Ben yaşımı unuturum bazen. Acaba koşup anneme sarılacak kadar çocuk muyum, sinirlenip kapıyı vuracak kadar ergen mi? Hayatı sorguluyorsam şu yaptığımla ikincisi daha mantıklı diyerek kendimi bulmaya çalışmaktan da yoruldum. Bugünün işini yarına bırakıyorum ki büyükken daha iyi karar alabileyim. Bazen bir limon gibi sıkılırım. Mesela hiçbir zat-ı muhterem çıkmaz limonların hakkını savunmaya. Bunca zamandır ekşilik haklarının telifini alan olmamıştır. Hayatın gerçekten garip olduğunu düşündüğüm zamanlar şapkamın içine bir limon koyarım. Hayatın garip değil de sıkıcı göründüğünü fark edersem o limonlardan birini alır ve yemeye başlarım. Önceleri şapkam limonla doluyken şimdi ağzımda ekşi bir tat var.
Elmacık kemiklerimden içime bir kurt düştüğünde kafatasını elleri arasına almış birinin Hamletvari sorgulamalar içine girmesin isterim. Okumak ya da okumamak işte tüm mesele bu, cümlesinden sonra okumak ya da okumamak arasında gidip gelişlerin kendi medcezirlerini oluşturduğunu ve bunun dolunayla hiçbir alakası olmadığını bilecek kadar kafatasımı ellerim arasına alıp sorgulamalar yaptım.
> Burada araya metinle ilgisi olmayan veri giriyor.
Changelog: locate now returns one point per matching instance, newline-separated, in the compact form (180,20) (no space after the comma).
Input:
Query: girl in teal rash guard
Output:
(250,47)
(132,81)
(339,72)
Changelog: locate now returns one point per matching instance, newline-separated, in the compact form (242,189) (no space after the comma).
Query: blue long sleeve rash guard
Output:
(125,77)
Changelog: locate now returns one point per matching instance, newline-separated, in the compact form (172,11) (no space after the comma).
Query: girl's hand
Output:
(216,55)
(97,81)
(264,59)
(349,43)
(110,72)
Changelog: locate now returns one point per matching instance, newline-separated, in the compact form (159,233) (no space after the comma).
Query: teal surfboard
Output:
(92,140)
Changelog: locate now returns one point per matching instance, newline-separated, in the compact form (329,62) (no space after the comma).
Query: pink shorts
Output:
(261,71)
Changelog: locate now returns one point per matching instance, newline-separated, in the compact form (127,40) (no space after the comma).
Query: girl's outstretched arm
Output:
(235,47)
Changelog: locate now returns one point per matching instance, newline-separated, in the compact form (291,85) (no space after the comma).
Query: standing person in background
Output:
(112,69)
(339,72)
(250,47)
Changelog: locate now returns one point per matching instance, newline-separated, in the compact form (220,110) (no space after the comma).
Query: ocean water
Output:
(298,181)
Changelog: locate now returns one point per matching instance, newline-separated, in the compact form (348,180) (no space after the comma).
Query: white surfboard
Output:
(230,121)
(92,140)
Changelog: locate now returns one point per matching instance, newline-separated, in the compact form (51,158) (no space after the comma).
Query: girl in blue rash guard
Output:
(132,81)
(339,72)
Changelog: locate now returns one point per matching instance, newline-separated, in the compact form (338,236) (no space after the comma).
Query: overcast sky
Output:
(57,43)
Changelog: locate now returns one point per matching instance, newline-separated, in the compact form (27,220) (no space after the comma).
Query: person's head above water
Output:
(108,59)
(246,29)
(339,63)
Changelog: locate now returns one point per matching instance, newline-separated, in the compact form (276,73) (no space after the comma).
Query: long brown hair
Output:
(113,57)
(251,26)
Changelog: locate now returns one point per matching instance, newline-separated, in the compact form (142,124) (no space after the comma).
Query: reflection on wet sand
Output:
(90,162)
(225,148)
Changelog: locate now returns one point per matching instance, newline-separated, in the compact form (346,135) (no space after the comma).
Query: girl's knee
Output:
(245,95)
Geleceğe dair umudum, geleceğe otostop çekerek gitmeye çalışırken umutsuz ve tekinsiz mecralarda mecmuaların kapak sayfalarını süslemesi gereken planlarımla beraber kendisine küçük bir pasajda yer bulabildi. Anonim muamelesi gören o satırlar, kendini kendine fırlatıp yüz bin parçaya böldüğü aynadaki parçalardan birini alıp bileklerini kestiğinde akıttığı kan kadar gerçek ve sıcak ama gittikçe de soğutan bir ritim tutmayı gerektiriyor. Öyle anlarda dünyanın ritmini sismik dalgalarla arttırarak insanları sarsmak ve kendine getirmek o kadar da kötü görünmüyor. Gerekli şartlar oluştuğunda herkesin her şeyi yapabileceği gerçeği yüze tokat gibi çarpıyor. Çarpmanın şiddeti sismik dalgaları yüzde yayıyor ve içten içe kırılıyor insan. Belki on, belki yüz, belki binlerce parçaya. Kırıldığını biliyor insan. Biliyor ve yazıyor. Yazıyorum.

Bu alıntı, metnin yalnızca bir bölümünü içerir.